Por José Briceño
Es verdad. Este es mi tercer artículo dedicado a un comic de DC. En esto puede observarse mi obvia debilidad por dicha editorial, y por las historias de uno de sus personajes principales: Batman. Él siempre será mi héroe favorito, quien, a través de un coleccionable con sus primeras historias, poco a poco me fue introduciendo en el maravilloso universo de las viñetas.

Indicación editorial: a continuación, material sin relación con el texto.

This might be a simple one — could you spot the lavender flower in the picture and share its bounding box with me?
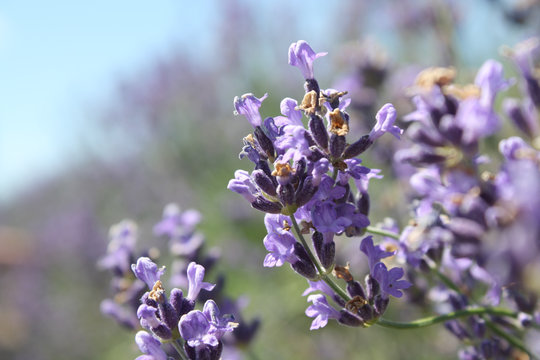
[289,40,327,80]
[234,94,268,127]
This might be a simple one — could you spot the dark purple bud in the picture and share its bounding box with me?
[158,301,180,329]
[330,134,347,158]
[525,76,540,108]
[232,319,261,345]
[277,184,294,206]
[439,115,463,145]
[304,79,321,94]
[254,126,275,158]
[294,176,319,207]
[184,341,223,360]
[366,274,381,300]
[518,312,533,327]
[343,135,373,159]
[373,294,390,316]
[448,293,467,311]
[444,320,471,341]
[152,323,172,340]
[469,316,486,338]
[311,231,336,269]
[308,115,328,150]
[251,169,277,196]
[358,192,370,216]
[170,288,193,317]
[444,96,458,115]
[347,280,366,299]
[251,196,283,214]
[358,304,374,322]
[338,309,364,327]
[307,146,325,162]
[291,243,317,279]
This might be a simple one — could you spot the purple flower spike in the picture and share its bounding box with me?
[289,40,327,80]
[178,310,218,347]
[360,235,395,275]
[203,300,238,340]
[263,214,296,267]
[373,262,412,298]
[131,257,165,289]
[186,261,216,301]
[369,103,403,141]
[135,331,167,360]
[234,93,268,127]
[306,294,339,330]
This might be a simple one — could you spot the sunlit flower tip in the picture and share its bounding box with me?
[234,93,268,127]
[373,262,412,298]
[178,310,218,347]
[186,262,216,301]
[306,294,340,330]
[137,304,161,329]
[360,235,395,275]
[369,103,403,141]
[131,257,165,289]
[135,331,167,360]
[289,40,327,80]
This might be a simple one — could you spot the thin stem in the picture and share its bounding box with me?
[290,214,351,301]
[376,307,517,329]
[366,226,399,240]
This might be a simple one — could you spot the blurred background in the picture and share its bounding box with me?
[0,0,540,360]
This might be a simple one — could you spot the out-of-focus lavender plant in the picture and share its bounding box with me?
[228,40,540,359]
[99,204,259,359]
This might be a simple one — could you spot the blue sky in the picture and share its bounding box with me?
[0,0,532,203]
[0,0,218,201]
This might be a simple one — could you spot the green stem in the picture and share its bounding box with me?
[290,214,351,301]
[376,307,517,329]
[169,340,189,360]
[366,226,399,240]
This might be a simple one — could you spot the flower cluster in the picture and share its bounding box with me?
[99,204,259,359]
[228,41,410,329]
[228,39,540,359]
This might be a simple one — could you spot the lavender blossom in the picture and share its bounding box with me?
[289,40,327,80]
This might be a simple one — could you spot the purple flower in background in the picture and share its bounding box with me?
[186,261,215,301]
[289,40,327,80]
[263,214,296,267]
[311,201,352,233]
[306,294,339,330]
[369,103,403,141]
[98,220,137,273]
[135,331,167,360]
[373,262,412,298]
[154,204,201,237]
[474,60,513,108]
[234,93,268,127]
[227,170,259,203]
[360,235,395,275]
[131,257,165,289]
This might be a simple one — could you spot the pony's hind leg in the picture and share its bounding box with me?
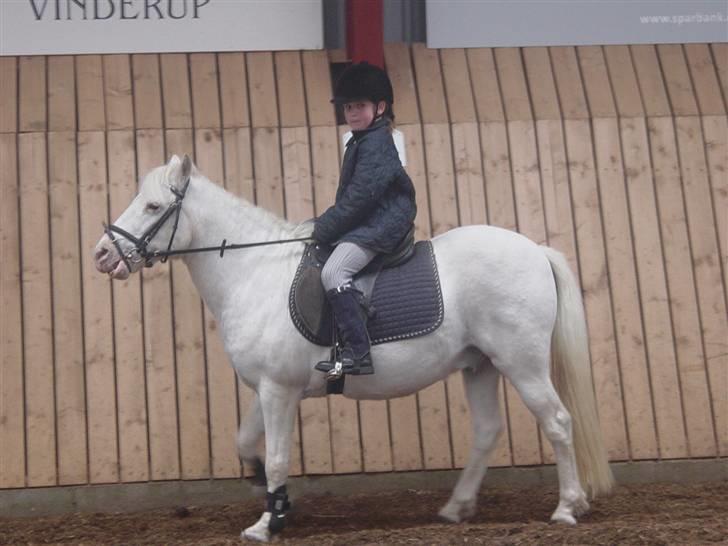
[440,361,503,523]
[499,349,589,525]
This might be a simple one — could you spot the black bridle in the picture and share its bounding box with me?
[104,176,312,271]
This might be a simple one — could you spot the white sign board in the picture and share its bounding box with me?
[427,0,728,48]
[0,0,323,55]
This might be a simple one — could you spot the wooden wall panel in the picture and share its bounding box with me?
[0,133,25,488]
[48,131,87,485]
[78,131,119,483]
[0,44,728,488]
[107,131,149,482]
[136,130,180,480]
[18,56,48,132]
[0,57,18,133]
[18,133,57,487]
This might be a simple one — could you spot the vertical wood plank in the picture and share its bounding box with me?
[522,47,561,120]
[136,127,180,480]
[466,48,505,122]
[103,55,134,130]
[253,127,285,216]
[76,55,106,131]
[0,57,18,133]
[604,46,645,117]
[274,51,306,127]
[549,46,589,119]
[48,55,76,131]
[576,46,617,118]
[480,121,517,466]
[647,117,717,457]
[684,44,726,116]
[189,53,220,128]
[245,51,278,127]
[594,118,659,459]
[495,47,533,121]
[629,45,670,116]
[440,49,476,123]
[310,125,362,473]
[221,125,302,476]
[165,129,211,479]
[448,119,487,467]
[78,131,119,483]
[610,118,688,459]
[412,43,448,123]
[536,120,579,274]
[416,124,457,469]
[48,132,88,485]
[495,48,546,465]
[18,133,57,487]
[675,117,728,455]
[195,129,240,478]
[657,44,698,116]
[281,124,322,475]
[217,52,250,128]
[159,53,192,129]
[389,125,430,470]
[18,55,48,132]
[710,43,728,108]
[301,50,336,127]
[131,53,163,129]
[107,131,149,482]
[384,43,420,124]
[554,120,632,460]
[703,116,728,310]
[0,134,25,488]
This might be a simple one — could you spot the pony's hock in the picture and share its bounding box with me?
[94,156,613,541]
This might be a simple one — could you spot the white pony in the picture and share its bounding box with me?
[95,156,613,541]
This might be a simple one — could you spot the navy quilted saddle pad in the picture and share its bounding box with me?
[289,241,444,347]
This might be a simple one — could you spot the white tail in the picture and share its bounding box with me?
[543,247,614,496]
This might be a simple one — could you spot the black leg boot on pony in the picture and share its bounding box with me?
[316,284,374,380]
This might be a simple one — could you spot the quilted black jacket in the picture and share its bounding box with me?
[313,119,417,253]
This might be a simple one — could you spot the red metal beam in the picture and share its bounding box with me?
[346,0,384,68]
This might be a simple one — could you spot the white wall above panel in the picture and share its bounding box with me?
[427,0,728,48]
[0,0,323,55]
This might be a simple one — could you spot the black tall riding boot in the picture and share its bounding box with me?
[316,285,374,379]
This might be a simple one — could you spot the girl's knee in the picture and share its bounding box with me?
[321,262,344,292]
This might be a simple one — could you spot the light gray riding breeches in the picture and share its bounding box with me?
[321,242,377,292]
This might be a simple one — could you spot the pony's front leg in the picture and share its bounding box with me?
[238,394,266,487]
[242,382,303,542]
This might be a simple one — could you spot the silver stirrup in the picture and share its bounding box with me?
[326,360,344,381]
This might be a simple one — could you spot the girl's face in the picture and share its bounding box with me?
[344,99,386,131]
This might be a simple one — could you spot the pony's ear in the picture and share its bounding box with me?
[180,154,192,183]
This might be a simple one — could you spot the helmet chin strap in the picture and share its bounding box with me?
[367,101,387,129]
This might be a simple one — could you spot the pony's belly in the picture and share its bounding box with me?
[344,349,485,400]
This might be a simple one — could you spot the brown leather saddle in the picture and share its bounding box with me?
[289,228,443,347]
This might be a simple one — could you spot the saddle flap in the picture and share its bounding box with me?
[289,241,444,347]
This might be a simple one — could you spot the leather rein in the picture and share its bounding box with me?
[103,176,312,271]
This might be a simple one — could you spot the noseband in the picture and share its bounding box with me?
[104,176,190,272]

El primer comic que reseñé sobre el encapotado, a través de este hermoso medio, fue “Batman: Year One”. Como ya aclaré en otro artículo, es una historia ideal para introducirse en la maravillosa cruzada contra el crimen del hombre murciélago. Pues bien, como no suelo reseñar comics muy conocidos a nivel general (a excepción de “From Hell” o el ya mencionado “Year One”), procederé con esta reseña dedicada a una pequeña joya dentro del universo que rodea a este fantástico personaje.
ARGUMENTO
Una sección súper secreta de la KGB está a punto de ser clausurada. Su líder, un renegado que comete un aparente suicidio antes de ser capturado por las autoridades rusas, pone en marcha antes de su muerte la Operación Skywalker. Dicha operación tiene como objetivo utilizar a uno de los asesinos más letales del planeta, Anatoli Knyazev, para desarmar un programa defensivo norteamericano conocido como “Guerra de las Galaxias”.

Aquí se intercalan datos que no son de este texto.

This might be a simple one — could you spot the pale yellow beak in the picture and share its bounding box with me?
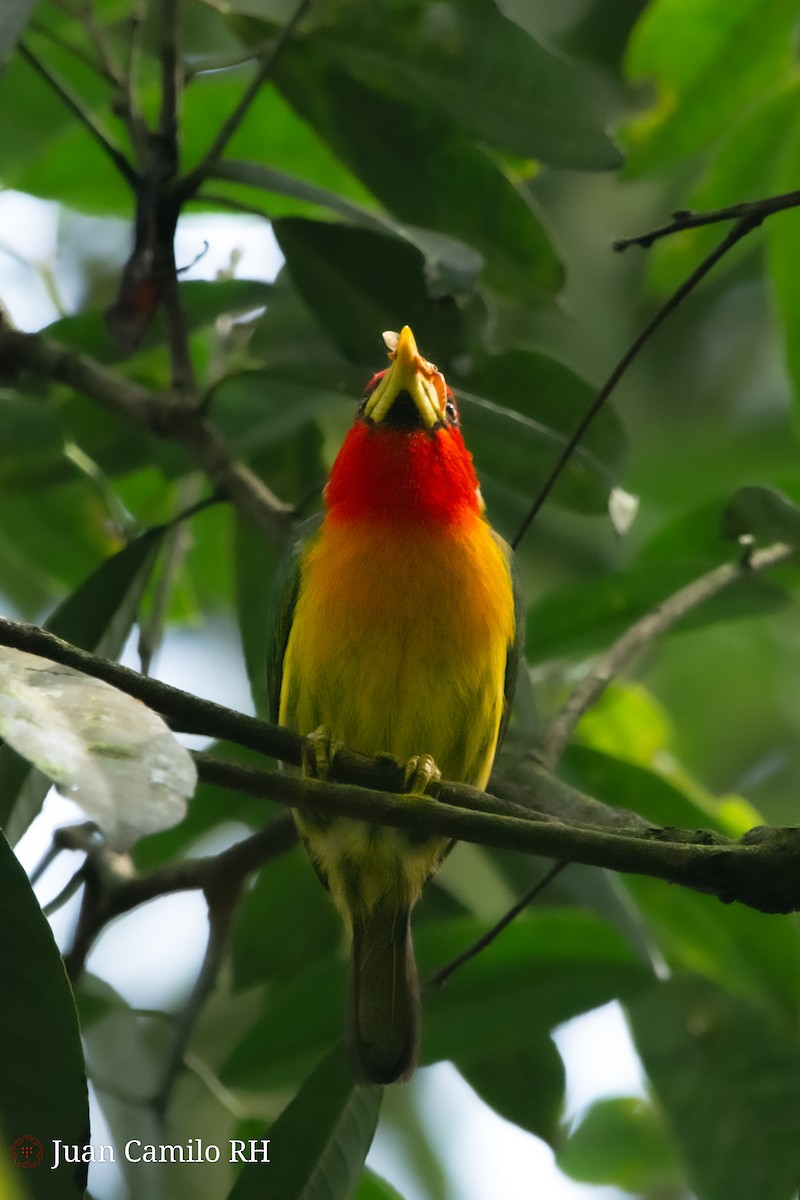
[363,325,447,430]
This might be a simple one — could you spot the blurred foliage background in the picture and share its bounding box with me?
[0,0,800,1200]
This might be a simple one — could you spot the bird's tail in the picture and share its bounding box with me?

Anatoli, además de dominar diferentes artes marciales y de saber utilizar una gran variedad de armas, posee una fuerza incrementada cibernéticamente. El arma humana definitiva tendrá que eliminar a diez objetivos en Gotham City (entre los cuales se encuentra el presidente Ronald Reagan) para sabotear y lograr la cancelación del proyecto. Batman, ayudado por Robin (Jason Todd), el comisario Gordon, agentes de la CIA y del FBI, hará todo lo posible para evitar que dicho asesino, aparentemente imparable, logre su atroz objetivo.

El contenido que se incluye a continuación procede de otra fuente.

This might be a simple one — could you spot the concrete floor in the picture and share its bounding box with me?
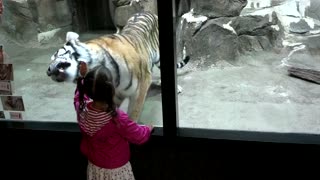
[1,31,320,133]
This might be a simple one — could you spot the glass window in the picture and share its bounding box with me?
[174,0,320,134]
[0,0,162,126]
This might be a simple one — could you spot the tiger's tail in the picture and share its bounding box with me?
[177,56,190,69]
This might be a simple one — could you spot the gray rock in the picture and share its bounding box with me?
[190,0,248,18]
[1,1,37,42]
[28,0,72,32]
[289,19,311,34]
[176,14,284,66]
[306,0,320,20]
[114,3,142,28]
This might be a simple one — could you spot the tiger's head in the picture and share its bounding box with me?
[47,32,85,82]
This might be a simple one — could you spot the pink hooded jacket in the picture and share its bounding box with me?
[74,91,151,169]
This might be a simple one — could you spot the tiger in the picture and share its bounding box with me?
[47,12,190,121]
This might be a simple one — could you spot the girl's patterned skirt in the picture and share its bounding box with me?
[87,161,134,180]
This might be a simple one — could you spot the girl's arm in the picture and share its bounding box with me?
[118,110,153,144]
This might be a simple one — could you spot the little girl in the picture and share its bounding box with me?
[74,63,152,180]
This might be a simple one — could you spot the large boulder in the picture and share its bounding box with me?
[2,0,72,45]
[1,0,38,42]
[109,0,158,28]
[176,11,284,66]
[190,0,247,18]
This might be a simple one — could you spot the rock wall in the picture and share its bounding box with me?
[0,0,157,46]
[176,0,320,66]
[1,0,72,44]
[176,0,283,66]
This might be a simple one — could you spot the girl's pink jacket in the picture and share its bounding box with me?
[74,91,151,169]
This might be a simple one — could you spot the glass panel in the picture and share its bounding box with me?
[0,0,162,126]
[176,0,320,134]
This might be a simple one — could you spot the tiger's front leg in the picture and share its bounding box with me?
[128,77,151,122]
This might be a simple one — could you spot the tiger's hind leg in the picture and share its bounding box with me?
[128,77,151,122]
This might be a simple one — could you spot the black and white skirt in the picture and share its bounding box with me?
[87,161,134,180]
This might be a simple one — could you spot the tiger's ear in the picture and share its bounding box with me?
[66,31,79,42]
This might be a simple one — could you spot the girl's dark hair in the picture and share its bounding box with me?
[77,65,117,116]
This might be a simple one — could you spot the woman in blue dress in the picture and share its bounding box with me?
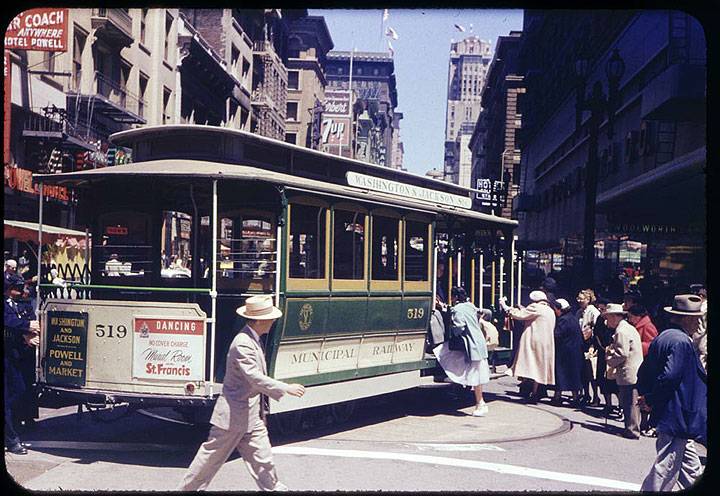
[434,287,490,417]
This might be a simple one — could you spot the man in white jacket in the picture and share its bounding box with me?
[603,303,642,439]
[179,295,305,491]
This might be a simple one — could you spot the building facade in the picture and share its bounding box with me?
[285,16,333,150]
[327,51,399,167]
[444,36,492,187]
[4,8,332,264]
[515,11,707,289]
[470,31,525,218]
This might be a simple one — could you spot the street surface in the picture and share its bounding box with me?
[5,370,706,492]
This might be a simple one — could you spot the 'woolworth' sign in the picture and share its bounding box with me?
[346,172,472,208]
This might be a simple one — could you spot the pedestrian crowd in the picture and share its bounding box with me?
[492,283,707,491]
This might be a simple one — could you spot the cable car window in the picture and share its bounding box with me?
[372,215,400,281]
[405,221,428,281]
[333,210,365,279]
[160,211,192,278]
[93,211,152,279]
[217,213,277,291]
[289,204,327,279]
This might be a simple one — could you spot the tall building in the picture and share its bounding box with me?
[285,16,333,149]
[444,36,492,187]
[4,8,332,262]
[515,10,707,290]
[327,51,399,167]
[390,112,405,170]
[4,8,179,233]
[470,31,525,218]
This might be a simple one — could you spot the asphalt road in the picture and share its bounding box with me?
[6,377,705,492]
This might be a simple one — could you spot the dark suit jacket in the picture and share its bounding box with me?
[638,329,707,442]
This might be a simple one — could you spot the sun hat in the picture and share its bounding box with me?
[555,298,570,310]
[236,295,282,320]
[603,303,627,315]
[4,274,25,291]
[530,289,547,302]
[665,295,705,316]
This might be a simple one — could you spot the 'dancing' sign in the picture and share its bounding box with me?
[346,172,472,208]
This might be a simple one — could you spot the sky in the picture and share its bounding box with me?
[308,9,523,174]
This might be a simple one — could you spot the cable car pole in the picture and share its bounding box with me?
[208,179,219,394]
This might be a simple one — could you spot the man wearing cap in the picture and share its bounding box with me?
[179,295,305,491]
[500,290,555,403]
[638,295,707,492]
[552,298,585,406]
[3,274,40,455]
[604,303,643,439]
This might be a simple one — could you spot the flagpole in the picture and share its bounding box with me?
[346,46,355,158]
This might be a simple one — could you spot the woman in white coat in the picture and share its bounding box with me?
[500,291,555,403]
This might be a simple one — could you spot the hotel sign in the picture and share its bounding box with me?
[346,172,472,209]
[5,8,68,52]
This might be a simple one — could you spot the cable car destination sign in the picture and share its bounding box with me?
[346,172,472,209]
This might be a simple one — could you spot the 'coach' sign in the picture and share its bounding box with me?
[5,8,68,52]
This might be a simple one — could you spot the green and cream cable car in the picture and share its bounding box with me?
[35,125,520,426]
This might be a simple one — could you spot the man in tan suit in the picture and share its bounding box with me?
[603,303,643,439]
[179,295,305,491]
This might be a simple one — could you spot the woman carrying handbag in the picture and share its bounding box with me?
[434,287,490,417]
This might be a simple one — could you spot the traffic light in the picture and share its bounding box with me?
[107,146,117,166]
[48,148,62,174]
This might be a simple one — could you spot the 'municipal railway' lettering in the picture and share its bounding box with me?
[49,349,83,360]
[291,348,355,363]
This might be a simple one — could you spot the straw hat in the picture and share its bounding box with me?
[236,295,282,320]
[555,298,570,310]
[603,303,627,315]
[530,290,547,302]
[665,295,704,316]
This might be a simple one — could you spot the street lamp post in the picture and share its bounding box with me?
[575,48,625,288]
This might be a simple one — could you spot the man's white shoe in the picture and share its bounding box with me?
[473,403,488,417]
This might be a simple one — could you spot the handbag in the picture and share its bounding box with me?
[448,325,470,355]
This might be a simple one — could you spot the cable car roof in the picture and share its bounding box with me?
[33,159,518,227]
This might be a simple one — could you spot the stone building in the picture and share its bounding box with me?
[285,16,333,149]
[470,31,525,218]
[327,51,398,167]
[444,36,492,187]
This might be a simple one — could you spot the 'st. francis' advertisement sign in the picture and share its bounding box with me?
[44,311,88,386]
[133,317,205,381]
[5,8,68,52]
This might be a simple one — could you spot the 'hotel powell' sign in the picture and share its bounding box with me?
[346,172,472,208]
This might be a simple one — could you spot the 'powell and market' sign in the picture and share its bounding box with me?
[346,172,472,208]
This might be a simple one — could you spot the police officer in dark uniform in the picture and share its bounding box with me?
[3,274,40,455]
[15,278,39,429]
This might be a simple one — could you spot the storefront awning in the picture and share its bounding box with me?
[3,220,85,243]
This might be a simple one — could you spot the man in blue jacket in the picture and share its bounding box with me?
[638,295,707,492]
[3,274,40,455]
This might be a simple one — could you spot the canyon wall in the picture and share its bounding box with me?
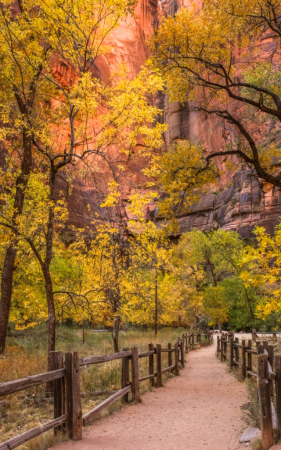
[64,0,281,237]
[160,0,281,238]
[56,0,158,227]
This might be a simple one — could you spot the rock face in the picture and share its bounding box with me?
[239,427,261,443]
[160,0,281,238]
[63,0,281,237]
[60,0,158,227]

Como verán, el argumento es muy atrapante. Con tan solo leerlo podemos imaginarnos una típica historia donde Batman debe atrapar al villano y convertirse en el héroe del día. A pesar de esto, puedo asegurarles que la trama no es tan simple
como parece, ya que en todo momento nuestro héroe parece perder ante la devastadora eficiencia de Anatoli (apodado la KGBestia). ¿Podrá el caballero oscuro detener a un oponente tan fuerte y eficaz? Ah, y para completar el postre con una hermosa cereza (sí, ya lo sé, suena verdaderamente tonto) estamos ante un comic con un final que merecería un debate completo sobre el accionar de Batman. Simplemente me detendré aquí para que los que todavía no disfrutaron de esta hermosa obra puedan hacerlo al 100%.
AUTORES
Jim Starlin construye un guión simplemente increíble. Sangriento, con altas cuotas de creatividad y diferentes giros que, junto a la extraordinaria labor de Jim Aparo, hacen de este comic un clásico imperdible. Este dibujante, a mi parecer, es prácticamente irremplazable. Al leer “Ten Nights of the Beast” no se te ocurre otro artista capaz de llevar a cabo un trabajo tan detallado y hermoso como el que va construyendo página a página con los increíbles colores de Adrienne Roy.
CONCLUSION
Este es un ejemplo perfecto de comic para releer una y otra vez. Es una lectura que asegura entretenimiento con violencia bien propuesta, acción trepidante gracias al perfecto dibujo de Jim Aparo y un final sorprendente.